You can basically treat the box as a whole as a body with an internal source equal to the sum of the power of the electronis (350 W), and then calculate what would the equilibrium be based on the convection radiation (and conductive if it rests on another surface) losses from the box.
I.e. for each of the faces calculate:
convective
$$P_{conv} = h \cdot A \cdot (T_{wall}-T_\infty)$$
where:
- $P_{conv}$: The power lost due to convection
- $h$ : the convection coefficient
- $A$ : is the surface area of the face of the box
- $T_{wall}$: the wall surface (this is the value you are after)
- $T_\infty$: is the ambient temperature
radiative:
The radiative losses are:
$$P_{rad} = \epsilon A \cdot \sigma \cdot T_{wall}^4$$
Where:
- $P_{rad}$ : the ratiative losses
- $\epsilon$: the emissivity of aluminium
- $\sigma$: Stefan-Boltzmann constant
- $A$ and $T_{wall}$ are the same as above
conductive:
(follows fouriers law), this should only be applied if a face is touching on another surface (ground).
$$P_{cond} = U \cdot A\cdot (T_{wall}- T_\infty)$$
where:
- U : Coefficinet of Heat transfer (units W/(m^2 K))

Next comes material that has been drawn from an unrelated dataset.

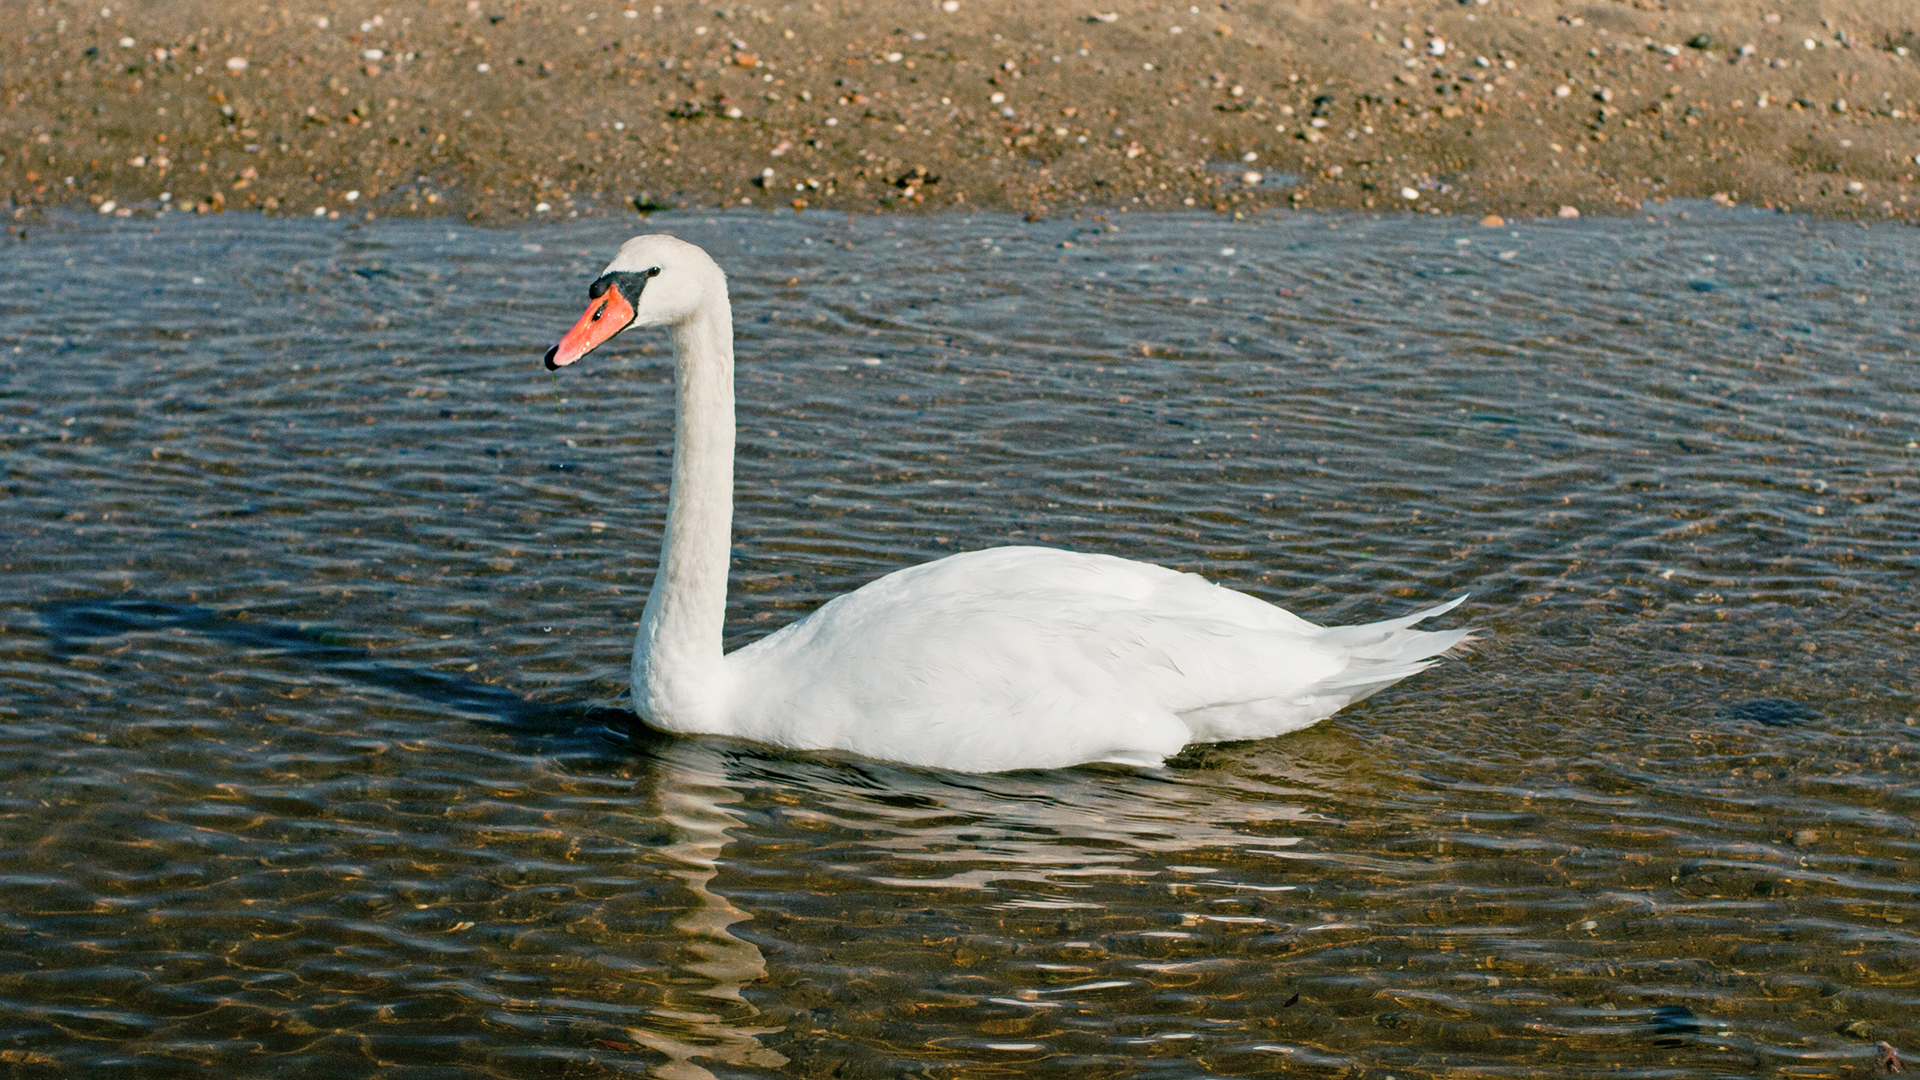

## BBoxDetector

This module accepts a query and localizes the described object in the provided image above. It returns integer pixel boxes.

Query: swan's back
[717,547,1466,771]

- $A, T_{wall}, T_\infty$: the same as above.
total losses
The total losses should be equal to the thermal power within. Therefore
$$P_{conv} + P_{cond} + P_{rad} = 350$$
You can solve the above equation (numerically usually), and obtain the $T_{wall}$ which can be thought of as the temperature within the box (it's slightly higher actually because of the conductivity of aluminium).